Ian Ramsdell
Commercializing deep technology is often framed as a funding problem or a market education problem. In practice, those are rarely the limiting factors. More often, the real constraint appears much later, when a technology must behave like a manufacturing process rather than a research result.
For example, the technology behind Kupros (the company I founded in 2021) originated with a scientist at a national laboratory working on additive manufacturing electronics systems. His goal wasn’t novelty for its own sake. Existing approaches were expensive, constrained and limited in electrical performance. Based on firsthand experience, he believed those limits were not fundamental and set out to materially outperform what was available.
That effort succeeded. The science was sound and the performance gains were real. The challenge emerged not in intent or technical validity, but in what happens when a materials-based technology leaves the lab and encounters manufacturing reality. That transition is where many promising technologies stall.
In a laboratory environment, success is defined by proof. But manufacturing doesn’t care about proof. It cares whether the same result appears again tomorrow, under conditions that are never quite ideal. Those environments reward very different behaviors; confusing them is costly.
Consistency and Commercialization
When Kupros licensed the technology, several fundamentals were already established. Conductivity targets could be met and functional electronic elements could be printed. What wasn’t yet known was whether those results could be delivered consistently, batch after batch, with defined inputs and predictable outcomes. That gap was not a failure—it marked the boundary between invention and commercialization.
Copper made that boundary clear almost immediately. It offers electrical performance that polymer-based conductive materials cannot reach, but it is unforgiving during processing. Once production begins, oxidation control, thermal behavior and material handling move from secondary considerations to primary drivers of outcome. Addressing those challenges wasn’t about adding theory but, rather, eliminating variability.
Commercialization demanded a different kind of discipline. Steps that were acceptable in a research setting had to be simplified or eliminated. Environmental conditions had to be controlled and inputs had to be consistent. Processing windows had to be defined and followed. The work shifted from asking what was possible to deciding what was allowable. That shift can feel constraining, but it’s what turns an invention into something usable
Validating Results
Validation followed the same logic. We deliberately tested the material on widely available, fused-deposition-modeling systems rather than limiting evaluation to specialized, high-cost equipment. That decision was not driven by marketing—it was a manufacturing choice. If a technology performs only under narrow, capital-intensive conditions, it will struggle to scale, regardless of how impressive it appears on paper.
Testing on common platforms exposed realities that more controlled systems would have hidden. It forced both the material and the process to tolerate variation, not just ideal settings. That work mattered more than incremental performance gains because it built confidence that the technology could function outside a lab or demonstration environment.
This approach also addressed a broader industry reality. Additive manufacturing electronics have been promised for decades, often tied to expensive systems and narrow use cases. Engineers are understandably skeptical. Commercial credibility comes from placing a material into the same printers, environments and workflows that engineers manage every day and allowing it to prove itself there.

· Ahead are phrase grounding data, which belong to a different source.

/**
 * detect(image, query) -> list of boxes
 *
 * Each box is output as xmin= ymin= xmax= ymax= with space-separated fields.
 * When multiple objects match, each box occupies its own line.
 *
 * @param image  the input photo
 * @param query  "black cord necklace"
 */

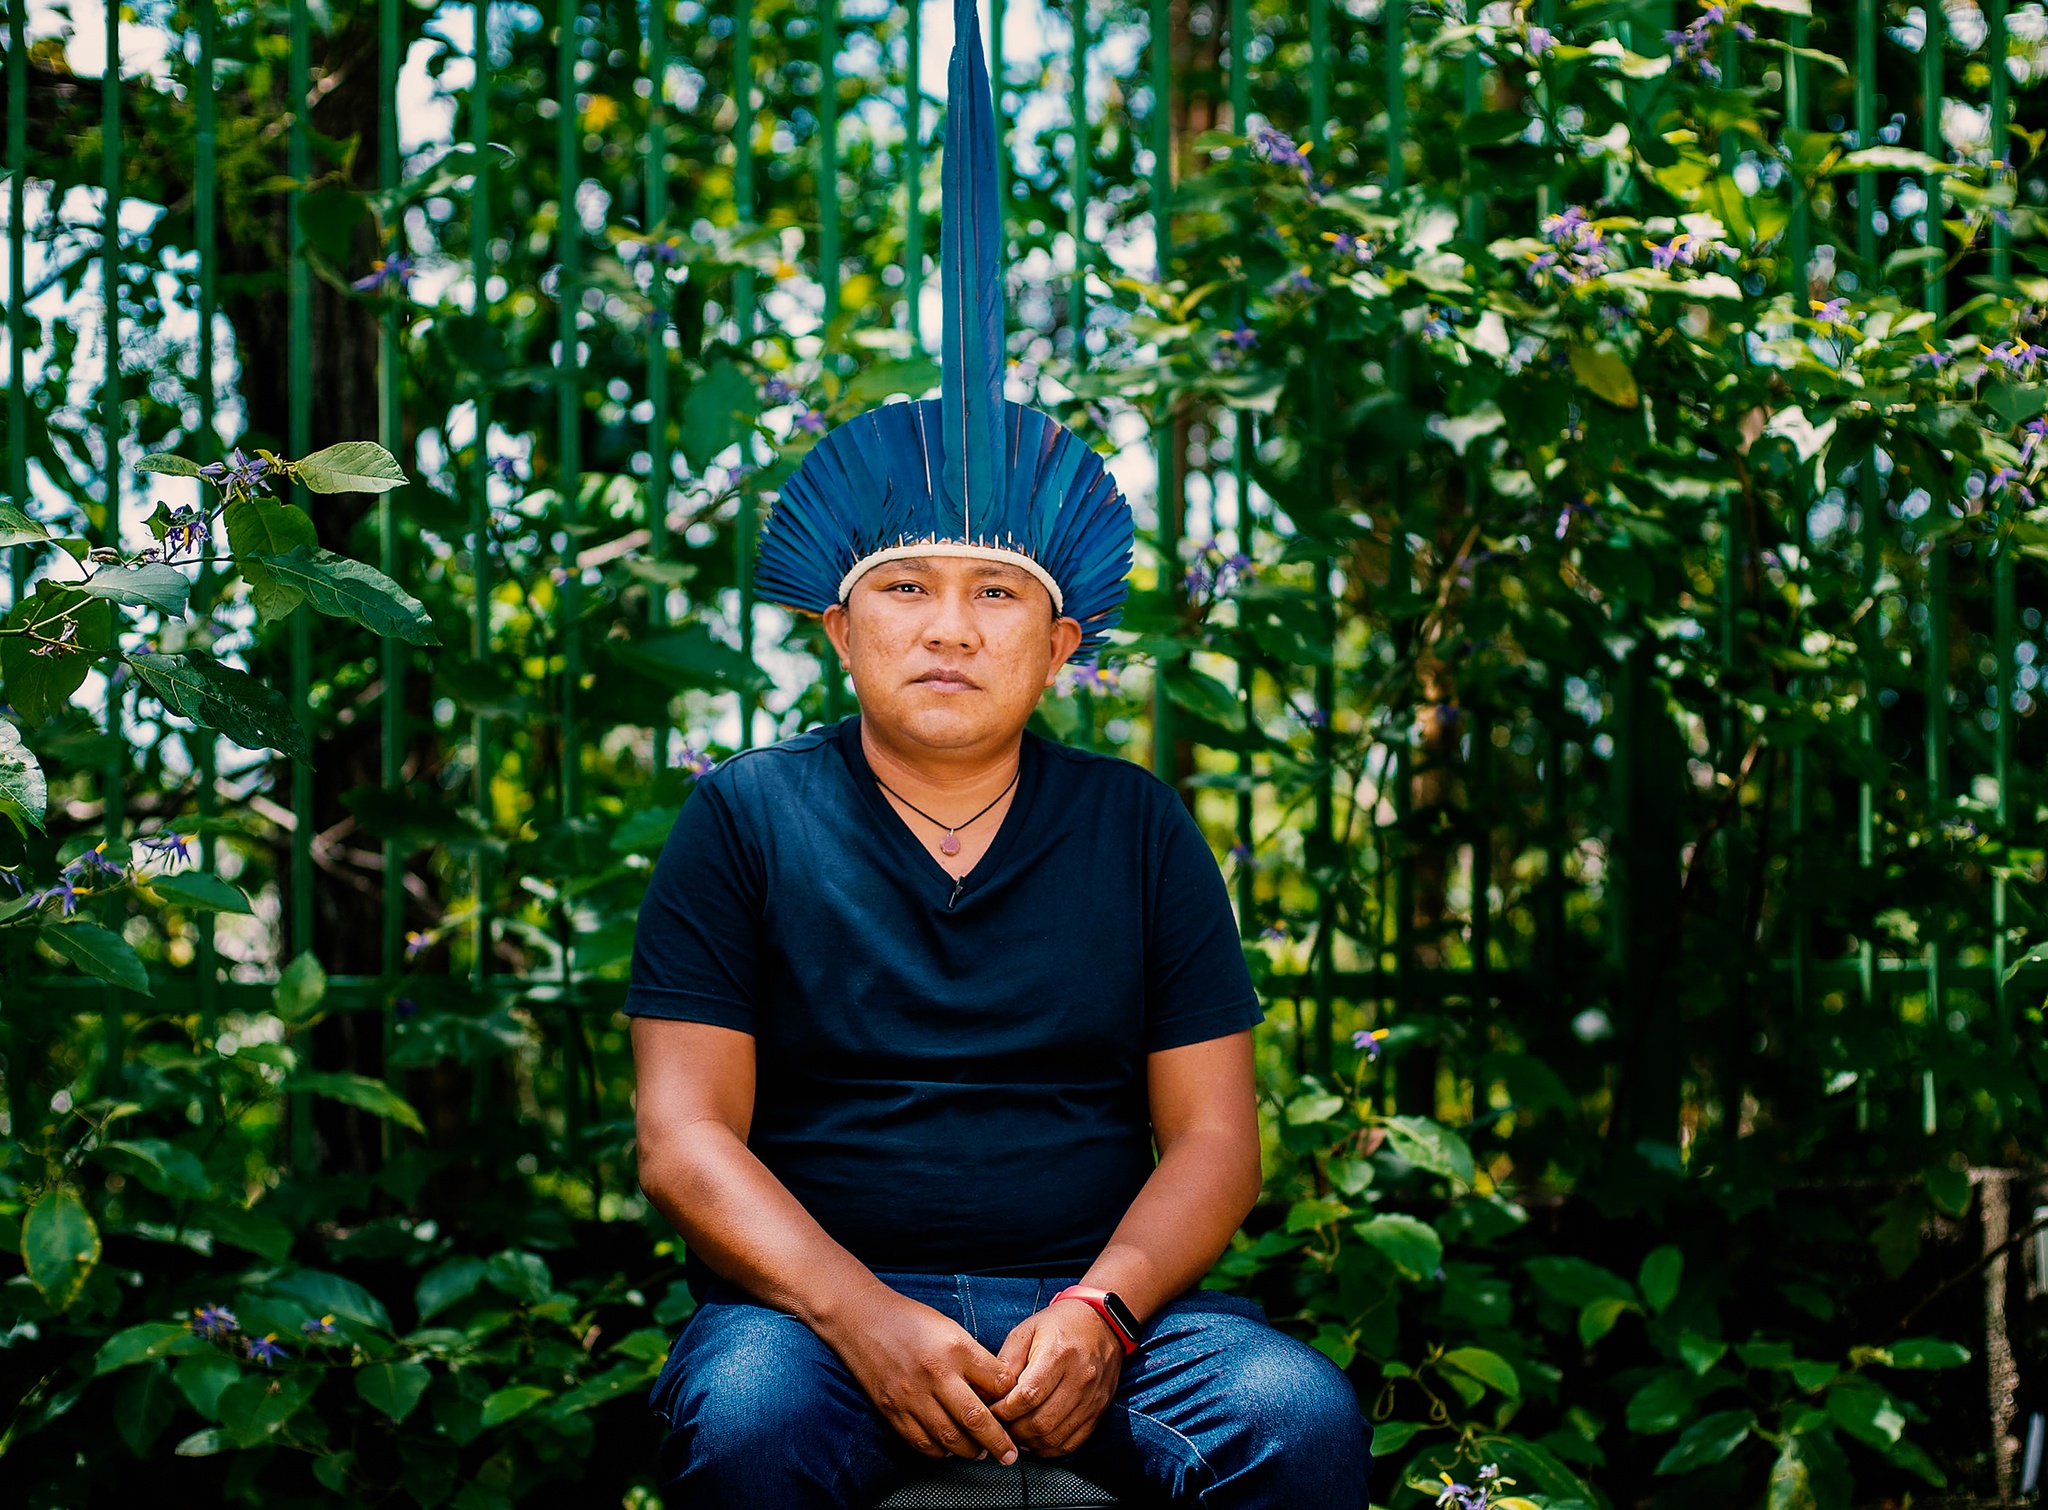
xmin=872 ymin=764 xmax=1020 ymax=857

Today, adoption is strongest in sectors accustomed to balancing performance, risk and qualification, including defense, aerospace, space systems and research organizations. These environments recognize that new manufacturing approaches require iteration, documentation and time before becoming routine. Traditional electronics manufacturers tend to move more cautiously; not because the technology lacks merit, but because existing process stacks are highly optimized and difficult to disrupt without a clear manufacturing advantage.
This is the part of the story that is often glossed over. Most deep technologies don’t fail because they don’t work; they fail because manufacturing discipline is treated as a problem to solve later. By the time that gap becomes visible, momentum is often gone.
Commercializing deep technology is possible, but only when manufacturing readiness is treated as a governing constraint from the start. Professional communities such as SME matter because they reinforce that reality. They create space for innovation to be evaluated not just on what is technically achievable, but on whether it can be produced, supported and sustained over time.
That’s the difference between an experiment and infrastructure.